Parece que los neocon no aceptaron ni su propia derrota ni las propuestas de Trump, por lo que, para pescar en río revuelto, impulsan el actual desbarajuste. Para ello han satanizado la figura de Trump, tarea bastante fácil, y con multitudes descontentas organizan un golpe de Estado, tipo Maidán. Esperan que si las revoluciones de colores han sido exitosas en el mundo, ¿por qué no va a triunfar en casa propia?
La crisis estadounidense es consecuencia de la globalización, porque los productores de EEUU, por pura avaricia, y buscando minimizar el costo de sus productos, se aprovecharon de los bajos salarios en China y trasladaron sus fábricas a ese país. La elevada capacidad industrial de China está basada, en parte, en las exportaciones a EEUU de productos que ese país no produce. El déficit comercial de EEUU con China se da porque los estadounidenses consumen más productos chinos que los chinos productos norteamericanos. Esto fue el pretexto para que Trump iniciara la guerra comercial contra la China; realmente, intenta frenar el desarrollo chino, pues EEUU no quiere perder su actual hegemonía.
Para triunfar en esta batalla, el Presidente Trump no encontró mejor remedio que declarar la guerra a todo el mundo. Sus principales contrincantes, aún a riesgo de una nueva guerra mundial, son Rusia y China.

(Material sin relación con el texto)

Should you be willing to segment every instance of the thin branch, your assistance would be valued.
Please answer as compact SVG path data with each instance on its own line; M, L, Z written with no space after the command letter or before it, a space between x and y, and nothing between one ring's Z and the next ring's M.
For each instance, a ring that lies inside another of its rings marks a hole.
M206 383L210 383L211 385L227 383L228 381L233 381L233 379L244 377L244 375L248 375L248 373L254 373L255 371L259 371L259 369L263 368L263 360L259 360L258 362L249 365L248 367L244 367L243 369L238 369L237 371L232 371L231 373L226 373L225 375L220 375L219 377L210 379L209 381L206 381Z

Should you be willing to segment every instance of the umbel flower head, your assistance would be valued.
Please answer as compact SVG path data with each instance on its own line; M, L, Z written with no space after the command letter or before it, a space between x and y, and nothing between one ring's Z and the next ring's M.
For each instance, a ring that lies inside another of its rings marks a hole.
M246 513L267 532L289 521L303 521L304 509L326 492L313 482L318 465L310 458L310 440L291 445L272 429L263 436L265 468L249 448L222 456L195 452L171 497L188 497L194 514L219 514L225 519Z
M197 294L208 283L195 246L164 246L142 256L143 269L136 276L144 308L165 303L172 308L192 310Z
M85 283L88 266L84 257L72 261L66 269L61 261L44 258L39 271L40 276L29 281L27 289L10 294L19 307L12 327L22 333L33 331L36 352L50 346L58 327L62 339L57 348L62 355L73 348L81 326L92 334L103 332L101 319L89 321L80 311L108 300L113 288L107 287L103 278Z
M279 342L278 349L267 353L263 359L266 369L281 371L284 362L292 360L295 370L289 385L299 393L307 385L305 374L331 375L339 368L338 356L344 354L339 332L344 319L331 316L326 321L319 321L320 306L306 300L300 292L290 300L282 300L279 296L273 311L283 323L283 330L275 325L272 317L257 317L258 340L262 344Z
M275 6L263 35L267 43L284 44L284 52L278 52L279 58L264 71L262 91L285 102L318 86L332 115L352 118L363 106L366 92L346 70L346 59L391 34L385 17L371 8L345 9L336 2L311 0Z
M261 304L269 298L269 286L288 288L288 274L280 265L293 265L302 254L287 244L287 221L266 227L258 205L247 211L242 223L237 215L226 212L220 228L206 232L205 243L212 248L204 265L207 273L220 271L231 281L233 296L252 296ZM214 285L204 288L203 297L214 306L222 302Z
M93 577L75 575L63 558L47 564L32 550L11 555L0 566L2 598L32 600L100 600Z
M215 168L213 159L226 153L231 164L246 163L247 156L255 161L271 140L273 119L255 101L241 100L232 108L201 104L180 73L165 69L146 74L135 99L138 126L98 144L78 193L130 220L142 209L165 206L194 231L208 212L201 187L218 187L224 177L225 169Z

Su predica, de que volvería a EEUU un país grande, se convirtió en optar por el proteccionismo a raja tabla, lo que va contra las reglas del neoliberalismo y lentamente disminuye la competitividad del sistema productivo estadounidense.
El deshonrar la palabra empeñada ha causado que los aliados de EEUU pierdan la confianza en el actual sistema de comercio y en el orden político internacional; además, la política de sanciones contra todo el mundo es contraproducente, porque lleva a que los sancionados unifiquen sus fuerzas. Incluso, sus aliados de Occidente opinan que “la interferencia en la soberanía de Alemania y de la Unión Europea ha alcanzado un nivel de agresión sin precedentes, que no debe quedar sin respuesta” y que las empresas europeas necesitan protegerse frente a los “métodos del salvaje oeste que usa Washington”.
En este contexto, Pompeo se convierte en el portaestandarte de la declaratoria de guerra contra China. El representante de la diplomacia de EEUU instiga a que el mundo realice una cruzada contra el Partido Comunista Chino, PCCH. Sus propias palabras, viejas cantaletas desempolvadas del basurero de la historia y pronunciadas para ocultar el grave momento que vive la sociedad de EEUU, se rebaten a sí mismo. Acusa a Xi Jimping, Secretario General del PCCH, de ser un convencido absoluto de la ideología totalitaria, que impulsa al comunismo chino hacia la hegemonía global. Según Pompeo, los comunistas casi siempre mienten, por lo que aconseja decir la verdad y no actuar con esta encarnación de China, como si fuera un país normal. Olvida que hace poco se jactó de que en la CIA le habían enseñado a mentir descaradamente, a engañar sin colorearse y a superar a Tartufo en el arte de pasar por santurrón. “La defensa de nuestra libertad del PCCH es la misión de la época, y América está mejor preparada que nadie para asumir esa tarea, pues nos otorgan esa posibilidad nuestros principios fundamentales”, concluye.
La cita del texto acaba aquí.